Single-cell RNA-seq of all cell lines, with and without hypoxia treatment, was performed with the DNBelab C4 Series Single-Cell Library Prep Set (MGI, #1000021082) according to the corresponding protocols50,51. Cells were harvested with 0.05% Trypsin-EDTA. After neutralization with complete medium, centrifugation, and resuspension in PBS with 0.04% BSA, the cells were filtered through a 35-µm Cell Strainer (Corning 352235) and a single-cell suspension was prepared. Cells and barcoded beads were diluted at the concentration of 1000 cells/μL in cell resuspension buffer and 1000 beads/μL in lysis buffer, respectively. For each pool containing two or three cell lines in equal quantity, 100,000 single cells and an equal number of beads were used for droplet generation. After incubation at room temperature, the droplets were broken, and the beads were recovered, reverse transcribed, and amplified to generate sufficient cDNA.
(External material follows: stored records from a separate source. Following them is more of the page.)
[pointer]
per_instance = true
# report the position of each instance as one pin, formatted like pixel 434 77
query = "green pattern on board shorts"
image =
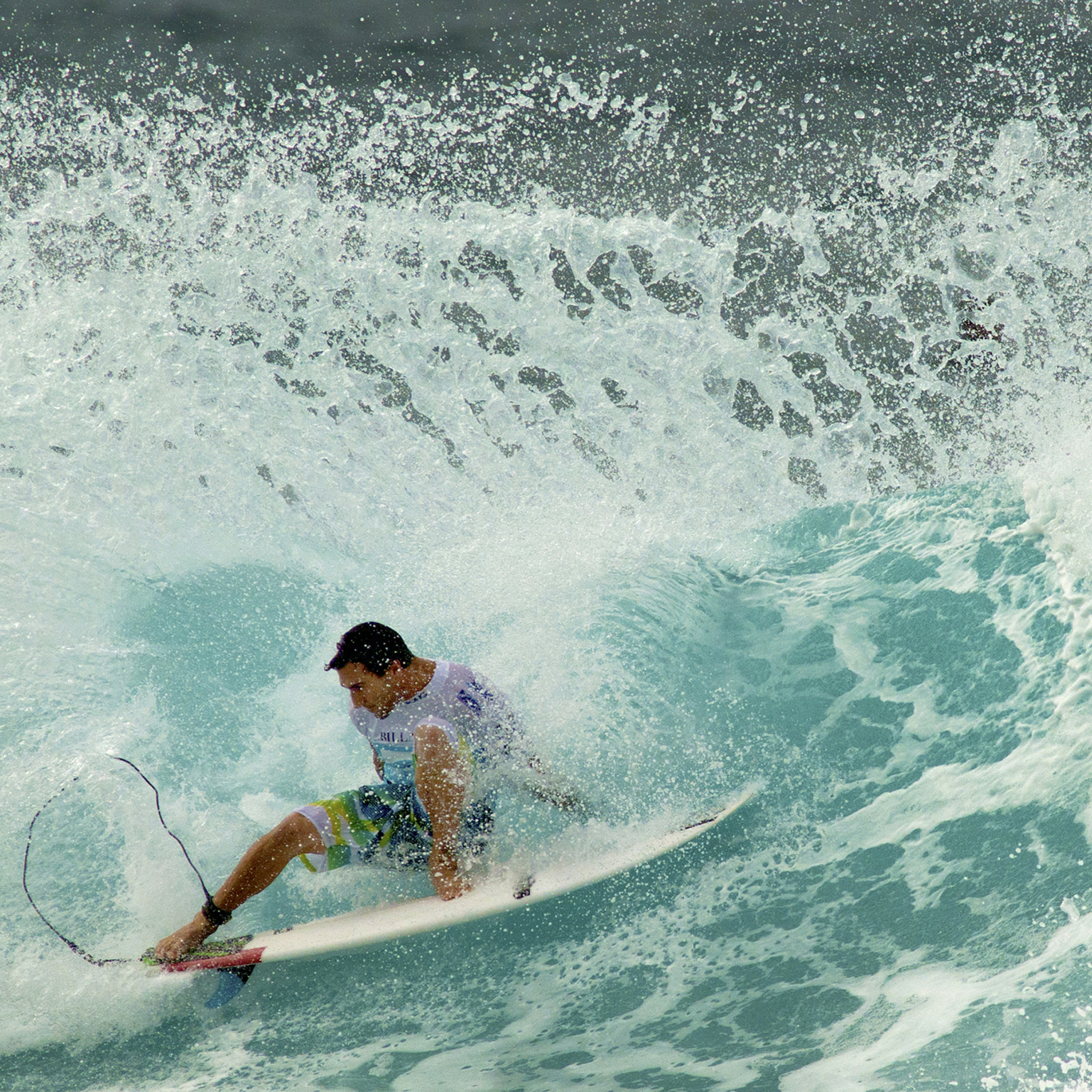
pixel 386 824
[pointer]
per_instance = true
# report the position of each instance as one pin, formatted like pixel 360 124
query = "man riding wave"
pixel 443 738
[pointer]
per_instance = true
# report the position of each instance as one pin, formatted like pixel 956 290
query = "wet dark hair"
pixel 372 645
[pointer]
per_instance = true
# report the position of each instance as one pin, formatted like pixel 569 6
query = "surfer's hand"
pixel 189 936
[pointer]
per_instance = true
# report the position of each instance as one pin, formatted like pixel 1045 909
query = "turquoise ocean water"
pixel 732 419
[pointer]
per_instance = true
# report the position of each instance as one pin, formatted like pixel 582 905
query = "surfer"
pixel 439 735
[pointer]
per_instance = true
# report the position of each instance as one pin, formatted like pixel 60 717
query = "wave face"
pixel 731 417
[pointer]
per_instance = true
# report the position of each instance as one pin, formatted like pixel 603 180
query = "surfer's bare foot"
pixel 189 936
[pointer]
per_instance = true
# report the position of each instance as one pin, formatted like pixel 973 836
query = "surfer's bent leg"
pixel 260 865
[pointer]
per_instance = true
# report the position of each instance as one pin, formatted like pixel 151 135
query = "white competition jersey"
pixel 474 717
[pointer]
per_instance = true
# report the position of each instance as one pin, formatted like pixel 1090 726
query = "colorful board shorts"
pixel 387 825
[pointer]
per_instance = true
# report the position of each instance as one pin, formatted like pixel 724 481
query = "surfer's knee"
pixel 296 833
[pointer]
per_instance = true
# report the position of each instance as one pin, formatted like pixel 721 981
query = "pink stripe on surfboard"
pixel 245 958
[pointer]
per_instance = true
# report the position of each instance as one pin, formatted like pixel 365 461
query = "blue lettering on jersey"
pixel 471 701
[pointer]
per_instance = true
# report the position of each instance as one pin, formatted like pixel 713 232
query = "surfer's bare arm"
pixel 441 780
pixel 258 869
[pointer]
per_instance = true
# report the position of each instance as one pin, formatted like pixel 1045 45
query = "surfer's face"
pixel 377 694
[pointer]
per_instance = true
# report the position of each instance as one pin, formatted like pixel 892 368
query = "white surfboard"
pixel 495 896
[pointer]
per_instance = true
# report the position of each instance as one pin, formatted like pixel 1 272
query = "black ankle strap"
pixel 214 914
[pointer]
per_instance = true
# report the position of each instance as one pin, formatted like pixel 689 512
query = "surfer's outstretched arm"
pixel 258 869
pixel 441 779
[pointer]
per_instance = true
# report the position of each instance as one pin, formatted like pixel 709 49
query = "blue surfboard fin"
pixel 231 982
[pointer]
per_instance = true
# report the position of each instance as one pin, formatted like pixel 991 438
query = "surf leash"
pixel 27 861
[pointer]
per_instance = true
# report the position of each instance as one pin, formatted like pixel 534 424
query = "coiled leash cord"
pixel 27 858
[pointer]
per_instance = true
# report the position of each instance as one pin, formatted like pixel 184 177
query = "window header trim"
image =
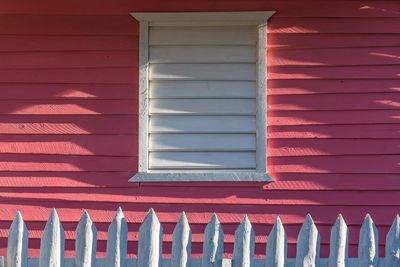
pixel 246 17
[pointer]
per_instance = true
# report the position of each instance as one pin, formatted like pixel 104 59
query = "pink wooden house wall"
pixel 68 120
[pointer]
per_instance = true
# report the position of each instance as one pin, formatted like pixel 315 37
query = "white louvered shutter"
pixel 202 98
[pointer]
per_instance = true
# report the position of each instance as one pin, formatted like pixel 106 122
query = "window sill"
pixel 201 177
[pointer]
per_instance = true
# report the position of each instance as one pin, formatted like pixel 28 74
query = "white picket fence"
pixel 150 245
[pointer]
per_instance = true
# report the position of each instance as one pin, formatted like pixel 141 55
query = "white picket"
pixel 307 253
pixel 182 243
pixel 52 243
pixel 150 245
pixel 243 249
pixel 276 246
pixel 117 241
pixel 392 258
pixel 368 244
pixel 150 241
pixel 213 244
pixel 17 245
pixel 338 253
pixel 85 242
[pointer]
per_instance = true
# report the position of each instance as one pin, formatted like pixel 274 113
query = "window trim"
pixel 256 18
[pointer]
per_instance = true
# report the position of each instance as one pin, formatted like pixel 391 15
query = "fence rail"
pixel 150 245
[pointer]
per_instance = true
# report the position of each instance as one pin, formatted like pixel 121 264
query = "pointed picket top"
pixel 307 253
pixel 213 244
pixel 150 241
pixel 276 245
pixel 393 244
pixel 182 243
pixel 85 242
pixel 117 241
pixel 338 253
pixel 52 243
pixel 17 244
pixel 243 248
pixel 368 244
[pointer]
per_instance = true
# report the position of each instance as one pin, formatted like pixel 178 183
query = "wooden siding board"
pixel 68 124
pixel 50 91
pixel 287 8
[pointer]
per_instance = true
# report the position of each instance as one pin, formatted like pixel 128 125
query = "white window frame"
pixel 256 18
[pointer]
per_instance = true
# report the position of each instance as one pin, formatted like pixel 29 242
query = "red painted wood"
pixel 68 124
pixel 331 147
pixel 325 40
pixel 59 42
pixel 289 118
pixel 22 91
pixel 99 145
pixel 196 196
pixel 335 56
pixel 122 75
pixel 56 163
pixel 66 179
pixel 372 131
pixel 277 87
pixel 68 59
pixel 327 72
pixel 70 25
pixel 68 107
pixel 285 7
pixel 377 101
pixel 336 164
pixel 333 25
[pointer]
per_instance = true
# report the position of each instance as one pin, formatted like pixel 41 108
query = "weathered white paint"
pixel 338 252
pixel 202 160
pixel 202 89
pixel 239 35
pixel 182 243
pixel 117 241
pixel 85 242
pixel 143 96
pixel 368 244
pixel 202 54
pixel 17 252
pixel 150 241
pixel 207 72
pixel 202 124
pixel 307 253
pixel 217 18
pixel 202 107
pixel 243 250
pixel 52 243
pixel 393 244
pixel 213 244
pixel 261 116
pixel 202 142
pixel 202 60
pixel 277 246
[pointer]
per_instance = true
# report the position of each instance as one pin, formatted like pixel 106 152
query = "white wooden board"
pixel 202 89
pixel 239 35
pixel 202 142
pixel 202 54
pixel 234 72
pixel 202 124
pixel 203 106
pixel 200 160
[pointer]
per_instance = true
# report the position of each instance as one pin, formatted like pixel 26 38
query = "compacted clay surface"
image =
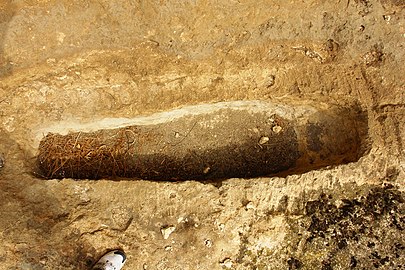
pixel 65 65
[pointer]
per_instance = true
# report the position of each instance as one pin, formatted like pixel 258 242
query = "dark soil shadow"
pixel 7 11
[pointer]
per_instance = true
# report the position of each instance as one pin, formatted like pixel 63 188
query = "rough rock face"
pixel 65 63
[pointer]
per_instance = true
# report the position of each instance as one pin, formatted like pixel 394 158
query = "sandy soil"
pixel 84 61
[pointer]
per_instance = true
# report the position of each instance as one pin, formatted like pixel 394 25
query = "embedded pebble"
pixel 167 231
pixel 277 129
pixel 263 140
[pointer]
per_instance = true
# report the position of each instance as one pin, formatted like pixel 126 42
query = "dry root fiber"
pixel 224 143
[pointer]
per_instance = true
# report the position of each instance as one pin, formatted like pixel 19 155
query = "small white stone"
pixel 206 170
pixel 167 231
pixel 277 129
pixel 250 205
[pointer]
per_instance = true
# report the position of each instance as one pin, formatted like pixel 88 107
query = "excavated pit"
pixel 227 140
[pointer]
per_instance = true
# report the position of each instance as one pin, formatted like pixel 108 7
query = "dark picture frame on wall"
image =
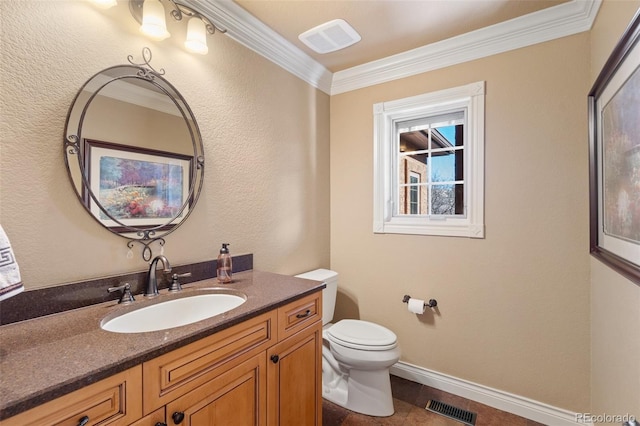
pixel 141 188
pixel 614 157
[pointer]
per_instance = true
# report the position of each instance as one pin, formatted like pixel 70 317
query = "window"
pixel 429 163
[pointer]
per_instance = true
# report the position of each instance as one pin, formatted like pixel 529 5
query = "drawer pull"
pixel 178 417
pixel 306 314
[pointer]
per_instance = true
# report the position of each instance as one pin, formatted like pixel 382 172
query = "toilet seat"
pixel 362 335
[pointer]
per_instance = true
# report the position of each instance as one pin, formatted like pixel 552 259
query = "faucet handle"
pixel 175 285
pixel 126 297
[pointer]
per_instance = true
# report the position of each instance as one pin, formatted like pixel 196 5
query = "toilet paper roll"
pixel 416 306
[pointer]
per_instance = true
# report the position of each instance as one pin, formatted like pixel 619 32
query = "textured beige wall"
pixel 615 301
pixel 265 133
pixel 513 308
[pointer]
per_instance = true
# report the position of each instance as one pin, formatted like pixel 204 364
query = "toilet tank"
pixel 330 278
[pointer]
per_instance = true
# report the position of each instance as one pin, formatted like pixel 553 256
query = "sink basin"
pixel 172 313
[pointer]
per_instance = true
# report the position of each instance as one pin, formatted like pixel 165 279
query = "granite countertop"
pixel 47 357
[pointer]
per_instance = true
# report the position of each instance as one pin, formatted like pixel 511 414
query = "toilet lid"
pixel 364 335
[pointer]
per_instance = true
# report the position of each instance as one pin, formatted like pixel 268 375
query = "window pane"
pixel 412 165
pixel 447 199
pixel 413 199
pixel 447 166
pixel 446 135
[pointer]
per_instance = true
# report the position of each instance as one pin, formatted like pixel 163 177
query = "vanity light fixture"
pixel 151 15
pixel 154 24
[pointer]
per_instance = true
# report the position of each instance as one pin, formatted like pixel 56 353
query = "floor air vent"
pixel 464 416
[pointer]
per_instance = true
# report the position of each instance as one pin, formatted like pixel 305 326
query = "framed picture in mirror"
pixel 614 158
pixel 133 188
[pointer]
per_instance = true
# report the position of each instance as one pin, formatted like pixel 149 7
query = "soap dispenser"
pixel 224 265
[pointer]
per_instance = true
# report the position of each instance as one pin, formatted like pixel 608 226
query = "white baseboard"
pixel 515 404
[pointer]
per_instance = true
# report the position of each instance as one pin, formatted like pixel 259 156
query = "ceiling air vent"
pixel 330 36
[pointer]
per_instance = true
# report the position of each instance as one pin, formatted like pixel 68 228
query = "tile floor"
pixel 409 401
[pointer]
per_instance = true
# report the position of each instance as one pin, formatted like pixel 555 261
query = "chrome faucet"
pixel 152 281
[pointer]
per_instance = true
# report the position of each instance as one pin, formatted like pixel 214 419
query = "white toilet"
pixel 356 356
scATAC-seq sample preparation

For all cell lines, single-cell ATAC-seq libraries were generated by DNBelab C Series Single-Cell ATAC Library Prep Set (MGI, #1000021878). Single cells (80% viability) were lysed and transposed to generate single nucleus suspensions according to the corresponding protocols50. Successful preparation of intact, isolated nuclei was confirmed through visual inspection in phase-contrast microscopy, and nucleus concentration was assessed before proceeding immediately to transposing with transposase (BGI, China). For each pool, 10,000 single nuclei containing four to six cell lines in equal quantity and an equal number of beads were used for droplet encapsulation. Through further procedures including pre-amplification, emulsion breakage, capture beads collection, DNA amplification, and purification, dsDNA fragments were generated.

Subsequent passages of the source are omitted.